Early attempts at making movies that deal with the coronavirus pandemic couched their anxiety in genre as a form of emotional protection. Locked Down wasn’t just a grating farce, but one that also devolved into a sloppy heist. Songbird’s pessimistic dystopia went so far into a worst-case scenario as to be tastelessly ridiculous. Host, the most successful, openly grappled with isolation through an entity-summoning, video-called séance. At the core of these films is fear. Fear either metaphorically morphed into a malevolent ghost, plucking unsuspecting friends from their Zoom windows while the rest of us sit around watching helplessly, or overrun by narrative coping mechanisms. Social distancing? This was subject distancing, intended for our safety, and it rarely worked as intended. But Together, from director Stephen Daldry and writer Dennis Kelly, succeeds by candidly approaching the subject head-on—literally, as its two-handed drama starring a couple played by James McAvoy and Sharon Horgan is a moving, sharp and charmingly black-humored film of direct address.
McAvoy and Horgan aren’t married, but in every sense, they are Together: They have a son together, they live together and, now, they’re stuck together more than ever as the film delivers temporal snapshots ranging from the early panicky days of COVID-19 to the emotional and physical rush brought on by vaccinations. The single-setting approach only enhances the intimacy brought on by the bold narrative style, toying with the stagey aesthetic to keep us just as stuck with them as they are with each other. There’s no getting away when their acerbic jabs cross the line; no escaping their gaze when their hearts begin to break or their losses become too much to bear. It’s an ambitious approach, and one that would completely flop without McAvoy and Horgan giving two of the year’s best performances.

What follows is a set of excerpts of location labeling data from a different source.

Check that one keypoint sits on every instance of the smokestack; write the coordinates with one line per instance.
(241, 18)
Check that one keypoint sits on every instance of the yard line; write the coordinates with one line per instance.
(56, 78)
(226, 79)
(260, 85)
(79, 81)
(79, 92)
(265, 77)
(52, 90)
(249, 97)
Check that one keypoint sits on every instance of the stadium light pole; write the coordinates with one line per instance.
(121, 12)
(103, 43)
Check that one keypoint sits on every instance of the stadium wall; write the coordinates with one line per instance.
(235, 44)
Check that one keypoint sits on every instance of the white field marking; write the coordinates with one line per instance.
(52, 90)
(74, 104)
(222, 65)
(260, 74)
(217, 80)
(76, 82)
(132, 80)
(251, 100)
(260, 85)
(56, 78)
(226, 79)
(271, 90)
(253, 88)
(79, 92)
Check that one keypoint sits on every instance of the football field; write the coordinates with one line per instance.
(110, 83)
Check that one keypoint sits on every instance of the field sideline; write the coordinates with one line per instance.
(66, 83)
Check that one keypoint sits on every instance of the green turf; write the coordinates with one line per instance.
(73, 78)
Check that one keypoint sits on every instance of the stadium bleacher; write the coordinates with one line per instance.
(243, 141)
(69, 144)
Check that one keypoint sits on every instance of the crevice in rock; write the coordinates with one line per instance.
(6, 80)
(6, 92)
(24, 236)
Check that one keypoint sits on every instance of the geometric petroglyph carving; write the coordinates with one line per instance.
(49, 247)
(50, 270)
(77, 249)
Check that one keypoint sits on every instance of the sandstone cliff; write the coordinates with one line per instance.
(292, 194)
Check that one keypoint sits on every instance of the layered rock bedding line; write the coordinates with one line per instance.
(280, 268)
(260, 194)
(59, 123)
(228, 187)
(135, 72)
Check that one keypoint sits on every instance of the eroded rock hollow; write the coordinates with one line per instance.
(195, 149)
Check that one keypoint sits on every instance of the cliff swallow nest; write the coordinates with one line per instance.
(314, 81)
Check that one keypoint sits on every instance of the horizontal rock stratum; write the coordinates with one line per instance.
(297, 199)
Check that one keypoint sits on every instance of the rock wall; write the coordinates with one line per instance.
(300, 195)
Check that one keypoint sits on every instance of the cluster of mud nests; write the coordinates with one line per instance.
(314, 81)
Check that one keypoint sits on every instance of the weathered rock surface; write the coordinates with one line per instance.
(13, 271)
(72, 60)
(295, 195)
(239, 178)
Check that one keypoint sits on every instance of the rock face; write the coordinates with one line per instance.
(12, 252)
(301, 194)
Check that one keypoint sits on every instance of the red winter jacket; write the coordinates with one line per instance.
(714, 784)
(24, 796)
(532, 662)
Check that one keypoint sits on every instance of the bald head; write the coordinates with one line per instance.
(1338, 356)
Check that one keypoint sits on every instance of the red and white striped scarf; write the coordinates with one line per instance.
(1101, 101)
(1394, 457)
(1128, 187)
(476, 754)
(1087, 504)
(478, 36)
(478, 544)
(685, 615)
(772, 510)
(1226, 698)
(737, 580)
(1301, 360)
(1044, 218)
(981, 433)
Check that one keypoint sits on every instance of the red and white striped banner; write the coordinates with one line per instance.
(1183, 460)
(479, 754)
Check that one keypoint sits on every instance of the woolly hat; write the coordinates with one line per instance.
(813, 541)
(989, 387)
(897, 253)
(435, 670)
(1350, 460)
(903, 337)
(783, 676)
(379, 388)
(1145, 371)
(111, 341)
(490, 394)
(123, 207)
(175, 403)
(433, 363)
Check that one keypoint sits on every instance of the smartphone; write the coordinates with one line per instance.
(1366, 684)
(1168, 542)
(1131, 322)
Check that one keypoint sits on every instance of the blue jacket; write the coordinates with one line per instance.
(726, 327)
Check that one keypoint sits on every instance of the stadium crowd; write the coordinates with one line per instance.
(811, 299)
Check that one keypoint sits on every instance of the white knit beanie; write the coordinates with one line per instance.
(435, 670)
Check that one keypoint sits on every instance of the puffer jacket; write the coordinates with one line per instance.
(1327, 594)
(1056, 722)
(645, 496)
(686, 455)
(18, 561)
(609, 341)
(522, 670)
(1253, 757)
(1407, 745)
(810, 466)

Given some of Utopia scripter Kelly’s sharpest writing—taking on the U.K.’s COVID-19 response in a series of vignettes that ramps up from the indie smallness of a single couple’s experience to The Big Short’s raging 10,000-foot view—the pair puncture each other and the swirling, anxious chaos beyond their front door. Long takes allow McAvoy and Horgan space to weaponize their charisma, demonstrating a volatile range utterly relatable to a shellshocked global populace. Whether weepingly vulnerable, jaggedly severe or some terrible in-between (ruining tender moments with despairing doom or adding unintended pH to an acidic remark), the duo convincingly embody the self-destruction of trauma. McAvoy’s all bluffing smarm, redirecting his nerves into productive movement—gardening, cooking, smoking—until he reaches his breaking point. Horgan pulls from her Catastrophe character, slinging fire with a smile. Sparks fly when they spar, but the sparks of blade meeting whetstone. It can be a lot, amusing as its romance via The Thick of It can be. As they go from hating each other to leaning on each other to loving each other and back again, it’s like wading through that Saw pit of syringes.